Released in 2017 by Secret Road Records, this album was recorded at her home in Manhattan and her friend’s studio in Brooklyn. “Sub Rosa” is Latin for “under the rose” or “what happens in secret,” a personal touch, given that Arum Rae’s own name means “water lily” in Latin. Arum Rae writes on the album that “Sub Rosa” is a “collection of past, present, and future songs” in their “extra-pure forms.” The songs are stripped away acoustic gems with minimal guitar or textural piano accompaniments, with all the focus placed on Arum Rae’s stunningly emotive vocals. Her dark and raspy voice sounds like a mix of Amy Winehouse and Nina Simone, powerfully and expressively delivering each lyric with thoughtful intensity.

In the song “War,” she opens with a spontaneously organic duet between her voice and her guitar as she weaves vocal vibrato in and out with guitar vibrato, each pursuing their own sparse melodic lines. The effect is a natural texture and an improvisatory, roots-music feeling that feels similar to Blind Willie’s “Dark was the Night.” In addition, “War” displays Arum Rae’s soulful lyric writing as she expresses the juxtaposition of the heightened state of feeling alive when you’re fighting with the exhaustion and numb feeling that getting caught up in that intensity of fighting can leave you with. One of the most beautiful things about Arum Rae’s lyrics is their subtlety. There are no obvious rhyme schemes or driving dance beats; her music is endlessly meandering. Each song is simple, purposeful and authentic.

My personal favorite song from the record, and also perhaps one of the most popular, is titled “Should I.” The song opens with gentle, rolling piano chords that later switch to sparse guitar accompaniment interspersed with small bursts of twinkling piano riffs. On this song, Arum Rae warmly sings about the rush of emotions that come with dating someone.
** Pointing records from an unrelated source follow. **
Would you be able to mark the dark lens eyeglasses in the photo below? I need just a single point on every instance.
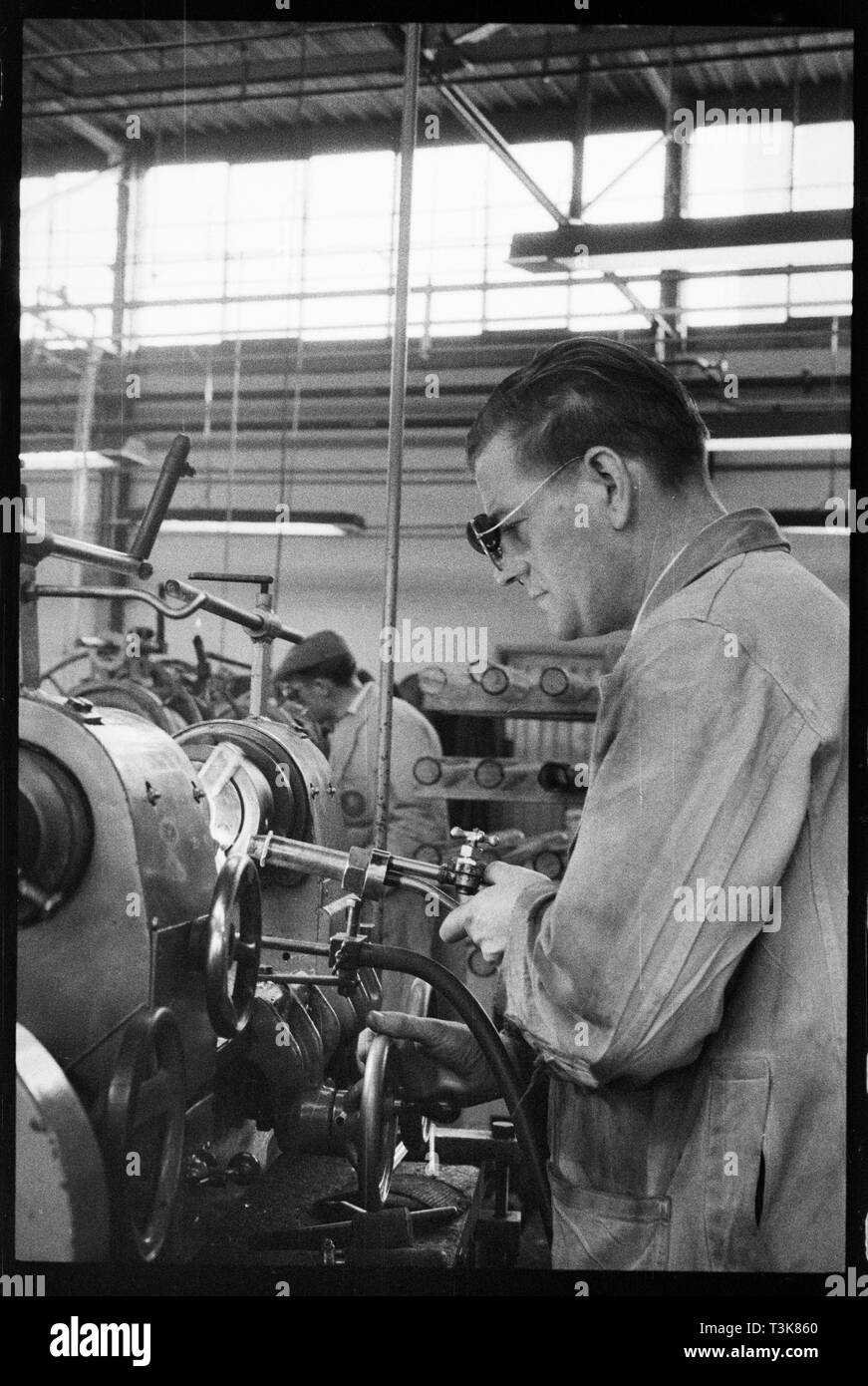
(484, 532)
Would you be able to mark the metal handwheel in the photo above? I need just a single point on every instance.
(220, 945)
(145, 1134)
(413, 1127)
(377, 1123)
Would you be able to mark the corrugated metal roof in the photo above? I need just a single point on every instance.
(351, 72)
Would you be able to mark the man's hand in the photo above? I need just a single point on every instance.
(437, 1058)
(490, 916)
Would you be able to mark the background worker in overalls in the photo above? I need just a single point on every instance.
(320, 672)
(697, 1056)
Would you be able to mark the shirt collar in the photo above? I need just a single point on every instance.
(359, 699)
(740, 531)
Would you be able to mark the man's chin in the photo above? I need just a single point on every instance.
(564, 626)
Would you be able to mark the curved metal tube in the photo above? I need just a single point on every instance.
(487, 1038)
(423, 887)
(124, 595)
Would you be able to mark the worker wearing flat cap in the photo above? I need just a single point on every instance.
(684, 983)
(320, 672)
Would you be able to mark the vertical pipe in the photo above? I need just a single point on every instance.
(580, 129)
(398, 387)
(233, 459)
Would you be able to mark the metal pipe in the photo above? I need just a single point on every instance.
(299, 945)
(398, 388)
(259, 622)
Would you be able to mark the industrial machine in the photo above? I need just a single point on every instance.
(192, 963)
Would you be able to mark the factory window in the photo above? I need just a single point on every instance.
(68, 237)
(277, 248)
(747, 170)
(349, 235)
(743, 170)
(822, 166)
(622, 176)
(466, 208)
(180, 252)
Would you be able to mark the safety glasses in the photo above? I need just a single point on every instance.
(484, 532)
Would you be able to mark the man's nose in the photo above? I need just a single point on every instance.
(514, 571)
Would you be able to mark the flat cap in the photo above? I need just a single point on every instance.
(315, 650)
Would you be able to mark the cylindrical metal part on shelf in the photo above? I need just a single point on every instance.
(548, 864)
(507, 839)
(428, 853)
(496, 679)
(433, 679)
(558, 777)
(489, 774)
(427, 770)
(554, 681)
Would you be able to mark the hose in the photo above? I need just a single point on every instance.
(487, 1038)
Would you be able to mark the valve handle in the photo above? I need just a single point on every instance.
(472, 836)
The music video features Arum Rae walking around her apartment waiting for someone special to come over, and that feeling of nervous anticipation pulsates throughout the song.

Thus, the passionate intimacy of “Sub Rosa” is perhaps the album’s defining feature. Each song is an honest expression of emotional vulnerability. There is no overwrought sentimentality here as the album pulls you into a vibrantly expressive, intimate and very human world.